Hiç unutmam; 1986 yılında "Bozüyük Köyü 1. Gençlik Gecesi" düzenlediğimizde, tam 54 gencimizle, senaryolarını hep benim yazdığım tam 12 'Skeç' sahneye koymuştuk!.. Sağolsun Muğla Valimiz, Yatağan Kaymakamımız, Daire Amirlerimiz, İş Adamlarımız, Siyasilerimiz ve Öğrenci Velilerimiz okulumuz bahçesini doldurdular ve gecenin 02.00'sine kadar, bir kişi bile ayrılmadan bu gösterilerimizi ilgiyle izlediler!.. Bu skeçler arasında köy gencimiz Mehmet Kızıldere'nin oynadığı; 'İş Arayan Kekeme' skeci vardı. Mehmet kardeşimizin o taksit taksit kekeme taklidi konuşmaları, tekleyerek yaptığı el-kol hareketi ile yüz mimikleri, herkesi gülmekten yerlere yatırmıştı!.. İddia ile söylüyorum ki; Mustafa Gök, Mehmet Kızıldere, Okan Beçin, Mustafa Uslu, Hüseyin Güneş, Arif Bahçıvan, Süleyman Soylu, Mehmet Yüksel, Asım Demirel, Berkant Güneş. gibi gençlerimiz, ünlü tiyatro sanatçılarına taş çıkartacak düzeyde rollerini başarıyla yapmışlar, Bozüyük Köyü Ortaokul Binamızın o gecedeki yardımlarla yapılmasını sağlamışlardı!..

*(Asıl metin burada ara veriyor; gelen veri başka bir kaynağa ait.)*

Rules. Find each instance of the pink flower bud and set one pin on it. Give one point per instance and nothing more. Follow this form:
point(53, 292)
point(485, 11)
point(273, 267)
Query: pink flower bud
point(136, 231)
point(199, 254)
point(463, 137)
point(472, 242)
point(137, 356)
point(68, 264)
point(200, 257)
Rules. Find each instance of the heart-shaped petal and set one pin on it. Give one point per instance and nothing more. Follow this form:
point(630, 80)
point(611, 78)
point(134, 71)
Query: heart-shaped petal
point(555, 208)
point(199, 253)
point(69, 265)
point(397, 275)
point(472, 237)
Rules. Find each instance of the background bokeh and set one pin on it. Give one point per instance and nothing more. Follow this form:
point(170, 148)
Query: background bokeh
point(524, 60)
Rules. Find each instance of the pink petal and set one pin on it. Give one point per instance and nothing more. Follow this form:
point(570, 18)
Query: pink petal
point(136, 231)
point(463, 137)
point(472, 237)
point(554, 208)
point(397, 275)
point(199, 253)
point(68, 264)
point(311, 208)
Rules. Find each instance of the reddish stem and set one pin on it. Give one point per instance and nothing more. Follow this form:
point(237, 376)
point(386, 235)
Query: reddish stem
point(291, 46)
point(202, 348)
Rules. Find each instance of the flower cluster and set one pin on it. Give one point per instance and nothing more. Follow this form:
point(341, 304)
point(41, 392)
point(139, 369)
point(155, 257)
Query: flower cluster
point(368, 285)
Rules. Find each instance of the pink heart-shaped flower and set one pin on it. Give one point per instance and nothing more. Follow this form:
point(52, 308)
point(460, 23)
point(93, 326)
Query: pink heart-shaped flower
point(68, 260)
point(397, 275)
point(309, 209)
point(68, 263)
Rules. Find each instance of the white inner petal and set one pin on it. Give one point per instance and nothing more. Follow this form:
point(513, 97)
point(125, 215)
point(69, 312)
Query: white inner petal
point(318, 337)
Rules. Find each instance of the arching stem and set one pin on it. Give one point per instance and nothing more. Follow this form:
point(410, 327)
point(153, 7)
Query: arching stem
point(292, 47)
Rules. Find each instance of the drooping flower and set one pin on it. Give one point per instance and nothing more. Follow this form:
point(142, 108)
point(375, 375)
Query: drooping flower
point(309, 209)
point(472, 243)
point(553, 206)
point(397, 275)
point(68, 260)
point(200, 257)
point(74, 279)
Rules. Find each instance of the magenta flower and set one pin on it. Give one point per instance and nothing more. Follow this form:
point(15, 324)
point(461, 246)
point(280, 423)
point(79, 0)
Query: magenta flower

Demem şu ki; hiç kimse kendini küçümsememeli, dalgasını geçenlere aldırmamalı, doğru bildiği yolda, kendi koyduğu hedeflere korkusuzca yürümeli, Kayserili Seda Fırın ve bizim Bozüyük Köyü gençlerimiz gibi daima hedeflerine yürümelidirler!..                  Sakin KOŞAR.